Rethinking Feminism Series: Words

My first foray into sharing my reflections on how feminism needs to change to stay relevant and efficacious politically generated interesting comments. On the whole I think that much of what I said resonated with readers. However, my post certainly rubbed one reader the wrong way at The Reaction. I think that Marc (the formerly disgruntled reader) and I had a productive exchange over my post. What set him off was what he perceived to be my tone: a slumming, self-loathing, middle-class white woman. I found his reaction to be interesting, particularly because it was a perfect example of what my colleague SteveG means when he said in his post: "white guilt has a short shelf life."

I thought this was a good place to start my post today. In a post I wrote to criticize current feminist activists for failing to update their message and their paradigms so that our message might resonate with more people, particularly men, I pissed off exactly the kind of male I want to attract.

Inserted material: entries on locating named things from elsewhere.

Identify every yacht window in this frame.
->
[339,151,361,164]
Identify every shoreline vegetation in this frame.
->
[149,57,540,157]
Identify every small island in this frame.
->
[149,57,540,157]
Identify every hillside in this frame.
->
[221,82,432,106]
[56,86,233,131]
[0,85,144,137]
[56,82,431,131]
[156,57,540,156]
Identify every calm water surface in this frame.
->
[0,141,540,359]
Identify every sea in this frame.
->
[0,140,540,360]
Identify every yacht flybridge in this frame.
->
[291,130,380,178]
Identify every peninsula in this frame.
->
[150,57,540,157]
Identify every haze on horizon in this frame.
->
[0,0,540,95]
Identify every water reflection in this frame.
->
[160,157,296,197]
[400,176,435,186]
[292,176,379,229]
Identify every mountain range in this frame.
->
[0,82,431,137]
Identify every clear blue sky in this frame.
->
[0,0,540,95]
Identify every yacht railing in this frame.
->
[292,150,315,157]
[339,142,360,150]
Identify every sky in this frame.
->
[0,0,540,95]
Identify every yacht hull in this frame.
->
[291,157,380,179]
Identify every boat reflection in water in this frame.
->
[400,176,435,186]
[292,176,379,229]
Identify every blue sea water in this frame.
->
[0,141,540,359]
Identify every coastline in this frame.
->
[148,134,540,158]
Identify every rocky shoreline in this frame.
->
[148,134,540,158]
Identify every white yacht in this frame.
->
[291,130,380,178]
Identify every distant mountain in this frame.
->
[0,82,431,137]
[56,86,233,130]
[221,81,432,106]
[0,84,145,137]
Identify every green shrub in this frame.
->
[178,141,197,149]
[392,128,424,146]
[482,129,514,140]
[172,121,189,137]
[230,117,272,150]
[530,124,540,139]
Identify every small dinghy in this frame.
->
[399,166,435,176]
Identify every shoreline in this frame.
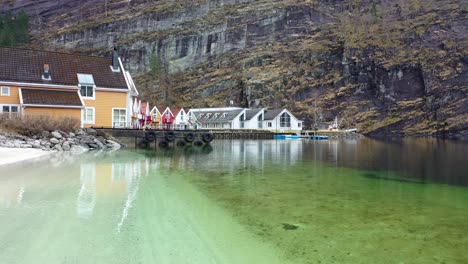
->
[0,147,55,167]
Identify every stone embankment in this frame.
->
[0,128,124,152]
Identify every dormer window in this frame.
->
[77,73,95,99]
[42,64,52,81]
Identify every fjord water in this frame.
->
[0,139,468,264]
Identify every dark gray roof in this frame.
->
[0,47,127,89]
[245,109,262,120]
[193,109,244,124]
[263,109,284,120]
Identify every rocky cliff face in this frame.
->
[0,0,468,137]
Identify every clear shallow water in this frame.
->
[0,140,468,263]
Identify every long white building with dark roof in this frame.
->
[189,107,302,133]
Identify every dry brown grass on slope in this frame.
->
[0,115,80,136]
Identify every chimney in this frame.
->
[42,64,50,81]
[112,48,120,72]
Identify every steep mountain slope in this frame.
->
[0,0,468,137]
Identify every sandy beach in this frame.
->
[0,147,54,166]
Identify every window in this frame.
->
[2,87,10,96]
[80,85,94,98]
[112,108,127,127]
[0,105,19,113]
[77,73,95,98]
[81,107,95,124]
[280,112,291,127]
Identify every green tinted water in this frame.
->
[0,140,468,263]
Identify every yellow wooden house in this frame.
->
[0,47,138,127]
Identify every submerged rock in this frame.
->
[282,223,299,230]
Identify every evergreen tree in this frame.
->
[0,10,29,47]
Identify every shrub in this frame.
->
[0,115,80,136]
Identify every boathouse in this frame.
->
[263,109,302,133]
[190,107,245,129]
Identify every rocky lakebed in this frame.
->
[0,128,124,152]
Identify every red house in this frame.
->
[159,107,175,130]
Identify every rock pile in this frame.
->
[0,128,123,152]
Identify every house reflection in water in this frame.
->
[77,160,149,227]
[188,140,303,171]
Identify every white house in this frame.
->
[263,109,302,133]
[244,108,265,129]
[190,107,246,129]
[172,108,189,129]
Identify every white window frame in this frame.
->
[78,84,96,100]
[81,107,96,125]
[0,86,11,96]
[76,73,96,100]
[112,108,128,128]
[0,104,21,113]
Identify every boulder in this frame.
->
[88,144,99,149]
[86,128,97,136]
[51,131,62,139]
[41,131,50,138]
[62,141,71,151]
[3,141,15,148]
[94,138,106,149]
[70,145,89,154]
[96,130,106,137]
[106,140,122,150]
[54,144,63,151]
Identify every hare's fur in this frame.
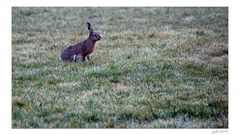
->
[60,23,101,61]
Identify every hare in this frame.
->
[60,22,101,61]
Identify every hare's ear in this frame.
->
[87,22,93,33]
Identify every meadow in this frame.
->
[12,7,228,128]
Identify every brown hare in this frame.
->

I think that Marc might agree with me when I say that his irritation at my post came from preconceptions of what feminist arguments about "privilege" are. Upon rereading my post he decided that perhaps I had made good points and he even accepted my explanation of what I mean by privilege. So, this story had a good ending, but it perfectly illustrates how grating feminist arguments are to fellow liberals. I don't think that I am making the arguments that Marc thought I was. Nor do I think that my message is a major deviation from what feminists are doing now. But, where the communication breaks down is over words.

Unfortunately, I think that feminism needs a serious PR job. Many of the amazing writers our there in the femosphere are doing that work. But, we clearly have a long way to go. No matter how nuanced our arguments, no matter how reasonable our arguments, no matter how conciliatory we are toward our interlocutors, a few words--in this case, "feminism" and "white privilege"--had the effect of turning off and tuning out a reader. I could respond to this by picking on Marc for being narrow-minded, hostile to feminism, misogynistic, or in denial about his white privilege. But, to what end? I see this kind of total communication break down happen all the time in the classroom, among colleagues, or in conversations over beers. The minute a feminist opens her mouth and uses any of the language of early feminist theory--"patriarchy" or "misogyny" pretty soon someone at the table is going to roll their eyes or get pissed off. This is not what I consider to be effective political activism.

The shock and awe approach of feminism will only shore up our base, but it won't do anything to make real changes in our institutions. In fact, much of the "politically correct" analyses of my undergraduate and graduate school years have resulted in very little significant material change in the world. I know that sounds harsh, and I wouldn't be surprised if I ticked off more than one feminist reader, but it's true.

I became active in NOW this past year. I organized a local chapter and got lots of women at the meeting, ready to do something to make a difference in our county. Early on a member pointed out to me that we could really benefit from trying to change our message and our image to break through the entrenched and stultifying images of bra-burners, man-haters and baby-killers. She was and is right. While my chapter is still going and many members are passionately commited, I found myself getting pissed off regularly with the state and national leadership. During the Roberts hearing, I was called up at one point and told that I should take my chapter back to D.C. to get Senator Specter to talk to me, and if he wouldn't get arrested. I understood that it was a "media strategy," but from my standpoint it was a strategy that was not only logistically impossible (some of us had already taken off work to lobby) but it was destined to make us look like lunatics. I was outside the Senate buildings during the Roberts hearing. There were not a whole lot of us. In fact, we were woefully outnumbered by Roberts supporters. The media wanted to get any of us NOW folks to make some stupid statement so as to further sink our cause. We weren't going to win that one; I knew from that experience we weren't going to win the Alito cause either.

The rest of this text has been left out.